Trails: A subset of grass, trail running also gives a highly productive surface, one that results in diminished impact on the body. Adding to the challenge comes the normal trail elements: mud, sand, and roots/rocks. The first two only force you to work harder, resulting in a stronger runner without the beat down of roads. Mud and sand (beach running as well) simulate hill running as they force you to dig in to generate force and momentum. This digging mimics running up and incline and will thus stress your muscles, building strength. Roots and rocks can create painful falls, but like with grass, focused running on trails will not only work on your balance muscles and core, but it will also increase proprioception and thus, over time, you will have more stable footing. I recommend using trails often, as in as often as you can, for some or all of your runs. Long runs can and should be done on trails to increase the overall training benefit.

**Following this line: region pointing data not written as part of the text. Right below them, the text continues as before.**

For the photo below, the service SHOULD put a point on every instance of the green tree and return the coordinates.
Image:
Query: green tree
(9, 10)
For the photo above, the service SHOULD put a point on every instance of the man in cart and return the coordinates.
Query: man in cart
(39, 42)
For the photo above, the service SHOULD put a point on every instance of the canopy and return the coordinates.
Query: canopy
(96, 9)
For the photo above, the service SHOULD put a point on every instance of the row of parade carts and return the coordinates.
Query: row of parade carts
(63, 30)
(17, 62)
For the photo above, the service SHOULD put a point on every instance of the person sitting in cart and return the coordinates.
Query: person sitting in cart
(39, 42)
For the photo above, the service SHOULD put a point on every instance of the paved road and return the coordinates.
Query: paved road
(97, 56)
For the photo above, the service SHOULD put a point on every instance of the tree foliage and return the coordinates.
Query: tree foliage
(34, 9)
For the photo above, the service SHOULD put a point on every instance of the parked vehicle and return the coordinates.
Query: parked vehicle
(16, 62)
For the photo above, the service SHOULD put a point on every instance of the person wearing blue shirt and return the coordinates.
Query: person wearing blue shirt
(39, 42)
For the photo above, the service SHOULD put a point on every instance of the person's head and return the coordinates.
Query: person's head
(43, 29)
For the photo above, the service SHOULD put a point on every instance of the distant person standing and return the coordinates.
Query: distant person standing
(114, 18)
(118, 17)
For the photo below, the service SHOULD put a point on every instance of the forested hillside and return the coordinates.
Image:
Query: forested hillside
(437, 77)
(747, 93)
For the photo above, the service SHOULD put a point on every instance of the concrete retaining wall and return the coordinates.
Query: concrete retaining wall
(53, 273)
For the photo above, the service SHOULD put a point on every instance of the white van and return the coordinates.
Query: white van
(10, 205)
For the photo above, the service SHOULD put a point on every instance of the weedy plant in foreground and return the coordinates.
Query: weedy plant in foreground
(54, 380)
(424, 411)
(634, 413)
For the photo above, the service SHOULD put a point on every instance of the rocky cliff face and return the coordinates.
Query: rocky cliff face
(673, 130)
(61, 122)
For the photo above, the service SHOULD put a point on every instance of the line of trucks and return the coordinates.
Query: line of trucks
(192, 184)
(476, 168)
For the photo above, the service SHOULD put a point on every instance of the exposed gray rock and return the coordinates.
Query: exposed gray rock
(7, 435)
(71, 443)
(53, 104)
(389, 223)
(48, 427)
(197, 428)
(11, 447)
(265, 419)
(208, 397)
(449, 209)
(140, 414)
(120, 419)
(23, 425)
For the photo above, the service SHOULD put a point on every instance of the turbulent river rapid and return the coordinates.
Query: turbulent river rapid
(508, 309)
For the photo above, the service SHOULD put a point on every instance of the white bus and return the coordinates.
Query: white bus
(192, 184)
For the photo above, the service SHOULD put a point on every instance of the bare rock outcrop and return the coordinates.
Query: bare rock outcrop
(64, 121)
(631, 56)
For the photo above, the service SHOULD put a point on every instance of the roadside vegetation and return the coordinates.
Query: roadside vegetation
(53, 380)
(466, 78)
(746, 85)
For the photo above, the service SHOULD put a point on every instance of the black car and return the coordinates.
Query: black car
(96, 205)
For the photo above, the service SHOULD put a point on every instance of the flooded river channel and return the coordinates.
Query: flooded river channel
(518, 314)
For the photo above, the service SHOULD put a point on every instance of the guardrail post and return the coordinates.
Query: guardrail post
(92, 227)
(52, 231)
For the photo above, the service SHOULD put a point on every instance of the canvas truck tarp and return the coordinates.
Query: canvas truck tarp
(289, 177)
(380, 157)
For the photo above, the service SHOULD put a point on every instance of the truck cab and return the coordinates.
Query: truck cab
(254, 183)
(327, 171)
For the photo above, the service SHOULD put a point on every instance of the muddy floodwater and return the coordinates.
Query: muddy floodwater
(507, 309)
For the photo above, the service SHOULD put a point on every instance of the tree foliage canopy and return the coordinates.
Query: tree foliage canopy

Track: We use a rubberized track for training. If using asphalt, then consult the road section above while accounting for added force placed on your turn leg. Timber tracks are somewhere between grass and trail as well. That said, rubber tracks are very soft surfaces compared to the road (they do vary in both quality and hardness), they run fast and tend to push you along. Generating speed on this surface is easy, keeping it as well, it doesn’t deaden the legs right away, but your turn leg often suffers from the stress of constant turning. Typically, the turn leg is called on to generate a lot of the power and can fall into a condition of being over worked. Many track runners complain about having hip pain on their outside leg as well. We tend to avoid the track unless we are doing a track workout in track season, a couple days a week. Even then, we try to switch directions to vary the impact of the stress.

Treadmill: You're inside, on a low impact surface. Typically treadmills have a slight decline, and thus you seem to run faster because downhill running is faster. You are also not moving the air, a fact which makes the running a bit easier, but may cause increased perspiration. Your full running muscle matrix is not engaged, but the workout is still solid. Running at the same speed setting can be difficult though, for off of the machine, you tend to change speeds throughout your run, even if trying to hit an 8 minute mile, while on a treadmill you set the machine and go. Pay attention and be careful not to fall asleep on them.